Zum anderen wirft die Abwesenheit der Väter die Frage nach den männlichen Vorbildern für Jungen (und Mädchen) auf, sowie die nach der Beziehung zwischen den Geschlechtern allgemein. Manche gehen sogar so weit, eine ausgemachte Identitätskrise des Mannes festzustellen, die durch den Familienwandel, durch neue, teils widersprüchliche Rollenvorstellungen und veränderte Bedingungen in der Arbeitswelt noch befeuert würde. Wenn es aber stimmt, dass Jungen, die traditionellen Rollenvorstellungen nachhängen, schlechter in der Schule sind, und sich dies folglich auf ihren späteren Werdegang auswirkt, spricht einiges dafür, dass es in Zukunft noch mehr männliche Verlierer geben wird, die hart arbeitenden ambitiösen Frauen beruflich nicht länger das Wasser reichen können.
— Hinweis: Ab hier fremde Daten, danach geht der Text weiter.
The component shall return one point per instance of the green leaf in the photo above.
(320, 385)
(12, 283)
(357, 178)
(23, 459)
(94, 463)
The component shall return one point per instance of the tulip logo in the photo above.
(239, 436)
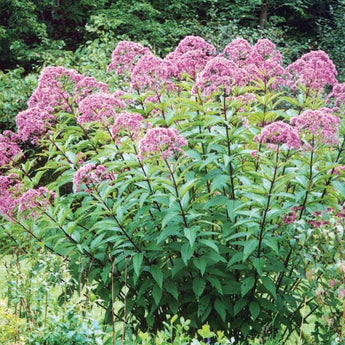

Sofern nicht gegengesteuert wird, und insbesondere Männer sich stärker ändern.

Statt nun diesen Rollenwandel aktiv zu begleiten, ist er in der Schule und in der pädagogischen Praxis hierzulande wenig Thema. Auch die Regierung spricht gerne von neuen Familienformen, dem „modernen Mann“ und einer notwendigen „Modernisierung“ der Gesellschaft, tut aber zu wenig, um diese zu unterstützen. Sicher, heutzutage nehmen deutlich mehr Väter Elternurlaub (2013 über 1 050) als noch vor rund 15 Jahren, als es nur 90 Väter waren. Und mit der geplanten Reform des Elternurlaubs könnten es mehr werden. Obwohl die Anhebung des Elterngelds auf bis maximal 3 200 Euro nur ein Tropfen auf den heißen Stein sein dürfte. Bei den Wohnungspreisen wird kaum eine Familie auf das höhere Einkommen – das häufig noch der Mann nach Hause bringt – verzichten können. In einkommensschwachen (und bildungsfernen) Familien müssen meistens beide Eltern arbeiten, um über die Runden zu kommen.

Womit sich der Kreis schließt und wir beim Ausgangspunkt wären: der Bildung. Es wird Zeit, dem Geschlechteraspekt endlich die Beachtung zu schenken, die er verdient. Nicht nur in Tabellen und Diagrammen, sondern in der Praxis.